Mbeki’s attitude has damaged his, and South Africa’s, image both in the country and internationally.[6]  The repeated criticisms have forced him to become silent on the issue, but have neither quieted his health minister nor led to her dismissal.  Instead South Africa has become the ‘worst practice example.”  Meanwhile 1,000 people die of AIDS here every day and another 1,000 acquire the disease.
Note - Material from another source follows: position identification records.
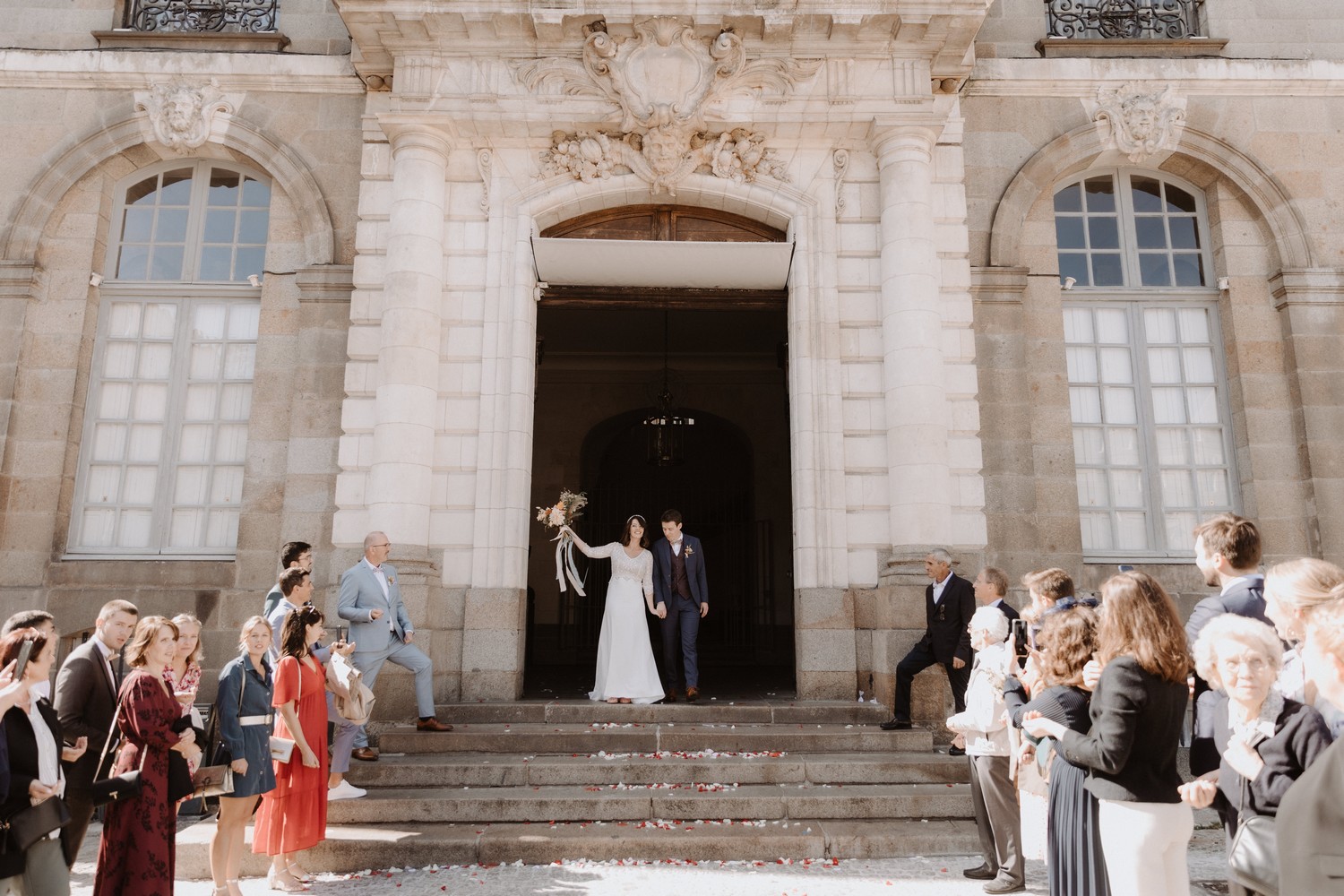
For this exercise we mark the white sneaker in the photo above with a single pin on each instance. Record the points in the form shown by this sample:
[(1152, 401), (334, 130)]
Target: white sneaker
[(344, 790)]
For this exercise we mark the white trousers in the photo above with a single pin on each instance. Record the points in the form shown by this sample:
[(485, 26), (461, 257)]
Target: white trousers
[(1145, 847)]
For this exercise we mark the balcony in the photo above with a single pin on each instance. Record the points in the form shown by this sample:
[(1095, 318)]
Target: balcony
[(1126, 29), (202, 24)]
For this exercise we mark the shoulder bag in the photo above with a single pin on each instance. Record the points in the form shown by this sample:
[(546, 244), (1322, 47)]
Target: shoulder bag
[(1253, 857)]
[1]    For her part, Tshbalala-Msimang says it is “important to allow people to make up their own minds on whether they prefer alternative medicines.”  The TAC responds that by promoting and juxtaposing the value of traditional as opposed to Western medicine, she is creating a phony political issue of Western versus traditional African healthcare.

[2]    While destroying South Africa’s booth at the conference demonstrators shouted “Fire Manto now!”

[3]    In comparison, as of 2003, there were 920,000 HIV-positive people in North America and 520,000 in Western Europe.

[4]    The murder rate is among the highest in the world.

[5]   With nearly 1000 people dying of AIDS every day and the rate of infection remaining the same, it is reasonable to conclude that approximately the same number of people – or more – are infected every day.  The TAC has said that even “a decline in prevalence may not be a good thing – it could be because [people] are dying of AIDS instead of getting treated.”

[6]    In a related instance former deputy president Jacob Zuma admitted having unprotected sex with a woman he knew was HIV-positive.  Rather than use a condom, he said he showered afterwards as a precaution against infection.  Zuma had been the head of the national AIDS council and the moral regeneration movement.